Boris F J Collardi, the chief executive of Julius Baer, says the region's large family groups will need sophisticated financial advice. Sammy Dallal / The National
Boris F J Collardi, the chief executive of Julius Baer, says the region's large family groups will need sophisticated financial advice. Sammy Dallal / The National

Banker with an eye on the future



If there is one thing that makes Boris Collardi seem weary, it is fielding questions about his age.

Swiss banking is a tough industry, requiring extraordinary physical stamina and the mental acuity to deal with the demanding nature of the world's wealthiest.

But the 39-year-old chief executive of Julius Baer, who has held the position for four years, perhaps holds an unfair advantage over the crusty septuagenarians that one traditionally associates with Zurich or Geneva financial institutions.

The Swiss Italian seems impossibly fresh-faced at the end of a four-day tour of the Arabian Gulf at the tail end of a trip that included Brazil. He will soon jet off to Japan.

Perhaps it is for that reason the answers about his ascent to the top sound a little rehearsed. After all, how many times can he talk about what ambitions he still has after becoming the chief executive of Switzerland's biggest stand-alone private bank?

"When you do my job and every day you have to put your own conviction and energy, you're responsible for an organisation. It's not something you can do very lightly," Mr Collardi says. "I cannot imagine myself anywhere else."

He is every metre the enigmatic Swiss banker - discreet, precise, profusely apologetic for running late as he navigated the innards of the Emirates Palace.

And he never breaks from addressing his guest as if the person's concerns are the only thing on his mind. At only one point does he interrupt the conversation to take a call that he says he cannot miss. His answer in German - "I'm in an interview - call me back, Hamdan," adds a ripple of intrigue. A trusted lieutenant? The scion of a merchant family? A sheikh? He offers no clues.

Mr Collardi has had a busy year at the top.

In February, Julius Baer closed the acquisition of the international wealth-management division of Merrill Lynch outside of the United States and Japan, in a deal that increased its assets under management to more than 200 billion Swiss francs (Dh785.71bn), added eight offices worldwide, and 2,200 staff, as well as a host of new clients to screen.

Mr Collardi is a frequent visitor to the UAE, where the bank employs 50 staff, and from where Julius Baer is now considering an entry to Saudi Arabia.

It was the first bank to receive a licence to operate in the Dubai International Financial Centre. "It was a leap of faith at that time, but we did it," Mr Collardi says.

The firm is now making another jump.

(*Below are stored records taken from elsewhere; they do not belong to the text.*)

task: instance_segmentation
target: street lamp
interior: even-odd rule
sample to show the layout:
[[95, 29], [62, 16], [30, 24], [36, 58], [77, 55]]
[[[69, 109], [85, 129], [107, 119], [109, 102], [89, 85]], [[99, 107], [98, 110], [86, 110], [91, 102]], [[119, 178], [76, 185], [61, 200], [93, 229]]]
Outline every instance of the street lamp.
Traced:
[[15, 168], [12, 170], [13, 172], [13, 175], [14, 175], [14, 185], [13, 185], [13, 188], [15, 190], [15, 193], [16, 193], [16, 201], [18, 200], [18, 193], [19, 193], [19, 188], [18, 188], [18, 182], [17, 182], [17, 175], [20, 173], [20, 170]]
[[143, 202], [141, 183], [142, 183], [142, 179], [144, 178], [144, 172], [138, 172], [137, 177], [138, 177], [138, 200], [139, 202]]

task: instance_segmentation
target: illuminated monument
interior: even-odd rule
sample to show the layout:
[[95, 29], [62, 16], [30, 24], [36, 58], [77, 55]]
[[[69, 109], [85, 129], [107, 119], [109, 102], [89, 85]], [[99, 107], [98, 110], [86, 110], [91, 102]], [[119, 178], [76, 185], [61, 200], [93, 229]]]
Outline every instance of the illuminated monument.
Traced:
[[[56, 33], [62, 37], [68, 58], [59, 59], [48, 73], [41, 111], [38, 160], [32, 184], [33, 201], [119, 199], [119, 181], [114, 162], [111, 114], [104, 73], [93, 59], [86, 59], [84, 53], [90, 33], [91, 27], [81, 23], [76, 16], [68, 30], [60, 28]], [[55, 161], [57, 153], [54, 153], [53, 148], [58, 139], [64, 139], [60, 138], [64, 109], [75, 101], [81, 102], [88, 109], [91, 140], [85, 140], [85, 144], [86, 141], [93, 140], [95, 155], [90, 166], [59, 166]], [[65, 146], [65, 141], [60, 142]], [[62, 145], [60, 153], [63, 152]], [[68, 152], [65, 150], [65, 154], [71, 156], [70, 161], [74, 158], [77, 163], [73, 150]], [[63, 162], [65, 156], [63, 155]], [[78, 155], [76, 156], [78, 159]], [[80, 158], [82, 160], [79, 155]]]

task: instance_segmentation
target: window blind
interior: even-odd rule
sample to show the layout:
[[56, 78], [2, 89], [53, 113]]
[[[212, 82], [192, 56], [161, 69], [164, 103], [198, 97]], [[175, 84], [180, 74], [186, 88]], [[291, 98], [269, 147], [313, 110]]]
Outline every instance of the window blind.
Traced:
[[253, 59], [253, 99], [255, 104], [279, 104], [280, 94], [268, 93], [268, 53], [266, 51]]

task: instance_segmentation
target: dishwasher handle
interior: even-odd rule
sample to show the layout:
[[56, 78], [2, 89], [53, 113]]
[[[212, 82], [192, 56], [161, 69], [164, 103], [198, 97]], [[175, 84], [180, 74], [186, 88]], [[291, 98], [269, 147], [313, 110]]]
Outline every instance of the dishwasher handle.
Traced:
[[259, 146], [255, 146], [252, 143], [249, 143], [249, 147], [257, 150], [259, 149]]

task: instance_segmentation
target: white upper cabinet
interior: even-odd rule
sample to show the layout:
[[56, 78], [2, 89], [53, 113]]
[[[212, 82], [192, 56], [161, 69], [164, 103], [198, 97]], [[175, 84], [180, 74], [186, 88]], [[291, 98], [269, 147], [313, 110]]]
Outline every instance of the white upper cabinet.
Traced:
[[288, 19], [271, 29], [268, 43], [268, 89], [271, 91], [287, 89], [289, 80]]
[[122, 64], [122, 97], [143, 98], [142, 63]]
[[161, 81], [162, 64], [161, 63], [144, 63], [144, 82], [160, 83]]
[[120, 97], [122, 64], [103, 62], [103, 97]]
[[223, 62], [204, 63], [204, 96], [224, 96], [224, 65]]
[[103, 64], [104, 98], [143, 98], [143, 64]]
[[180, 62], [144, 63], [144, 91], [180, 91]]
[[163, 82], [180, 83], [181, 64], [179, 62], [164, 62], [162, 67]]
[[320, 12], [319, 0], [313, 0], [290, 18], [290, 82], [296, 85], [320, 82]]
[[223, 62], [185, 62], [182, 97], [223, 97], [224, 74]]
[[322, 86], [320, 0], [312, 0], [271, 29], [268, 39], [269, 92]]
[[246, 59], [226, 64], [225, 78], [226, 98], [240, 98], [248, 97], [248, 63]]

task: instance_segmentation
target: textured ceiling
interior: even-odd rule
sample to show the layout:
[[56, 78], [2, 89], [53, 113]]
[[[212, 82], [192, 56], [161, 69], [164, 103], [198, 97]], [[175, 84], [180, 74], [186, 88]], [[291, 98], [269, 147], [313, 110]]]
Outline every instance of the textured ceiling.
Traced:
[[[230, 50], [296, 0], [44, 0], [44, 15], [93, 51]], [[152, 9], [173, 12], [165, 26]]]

Unlike many wealth management firms that have changed gears to focus on the growing sophistication of family offices and their need for asset management, Julius Baer is instead concentrating on the heads of merchant families and other ultra-wealthy individuals.

This strategy has it swimming against a tide of banks including Pictet, Citibank and Saxo Bank.

Julius Baer's bet is that the region's large family groups will need sophisticated financial advice to detangle their private wealth from their corporate affairs.

Managing that transition correctly will mean more clients over successive generations. "There will be a need for succession planning, especially as families grow and more family members that could potentially be involved in the business," he says.

Mr Collardi talks with excitement about the prospects for some of the newest markets to open up in South East Asia, such as Indonesia and Vietnam.

"Everything needs to be done … In Vietnam they're just starting to have their first billionaires," he says. "Two years [ago] nobody was talking about Myanmar except for violations of human rights. Now they're opening up to international markets and opening hotels," he says.

Mr Collardi would certainly be among few bankers predicting Myanmar as the next growth market for private banking, but he is sanguine about the amount of time that may take. "That's a long shot. Myanmar - is it today? Is it tomorrow? No, but is it in the next five years? Sure," he says.

Mr Collardi's fondness for Asia is in part a reason for his meteoric ascent through the ranks of Credit Suisse, where he spent 13 years.

Having the "intellectual flexibility" to break with the conventional wisdom has paid off for him, he says. Mr Collardi headed to Singapore in the mid-1990s when his colleagues were much more interested in New York, for example.

"It was the unknown. Some people like it, some people don't like it. But Singapore changed my entire life," he says. "There were no structures. Everything had to be done and created. It wasn't an institutionalised job where you have a job description. It was about creating everything on your own."

And when he came back, he was in high demand as one of the few Swiss bankers with a good knowledge of Asia - the fastest-growing market for wealth management in the world.

The unexpected death in 2008 of Julius Baer's previous chief executive, Alex Widmer catapulted Mr Collardi into the top spot.

The appointment of Mr Collardi - who is more than a decade younger than the heads of rivals UBS or Credit Suisse - brought the first of a new generation of Swiss banking chiefs, perhaps more ready to contemplate casting off the received wisdom of the industry.

That includes rethinking how Switzerland can prosper as a financial centre without its long-standing bank secrecy laws.

"If I look at the regulatory changes that are affecting Switzerland, they're a reaction to the things happening around us, but they support a mega-trend - that high-net-worth individuals these days do not mind any more paying taxes or declaring their assets," Mr Collardi says. "This has really changed over the last 15-20 years."

Swiss banking secrecy laws - which emerged as a reaction to populist banker-bashing in France during the Great Depression but that were used by Jewish refugees during the Second World War - may no longer be such an asset.

Still, even as bank secrecy laws are eroded, Mr Collardi hardly suggests that a kowtowing to European officials is in order.

"Switzerland has a past, and there needs to be a solution for this past," he says. "We're not part of Europe. We have our own sovereignty, and there needs to be respect for Swiss standards."

How Switzerland deals with the erosion of its secrecy laws would be a "painful process", likely to continue for another two to three years, Mr Collardi says.

But what advantage does Switzerland have over London or Frankfurt without its bank secrecy laws?

"The standards of Switzerland have not been developed to arbitrage what happened in Europe," he says. The Alpine state "is not a single-trick pony" and offers many advantages as a wealth-management hub, not the least of which is a society "based on the principle of trust" and a sophisticated investment industry.

"None of the competition is sleeping," he says. "They've been weakened - but let's be open here, Luxembourg used to be a centre, London used to be a centre. Switzerland maybe in absolute terms has lost a bit of shine, but in relative terms it hasn't, because the others aren't doing well."

But that does not change the need for Switzerland to urgently come up with a new raison d'être, he says.

"In as much as in the past we could rely on the past, we need to build a future," he says. "That future is something where everyone in Switzerland in financial services needs to work very hard."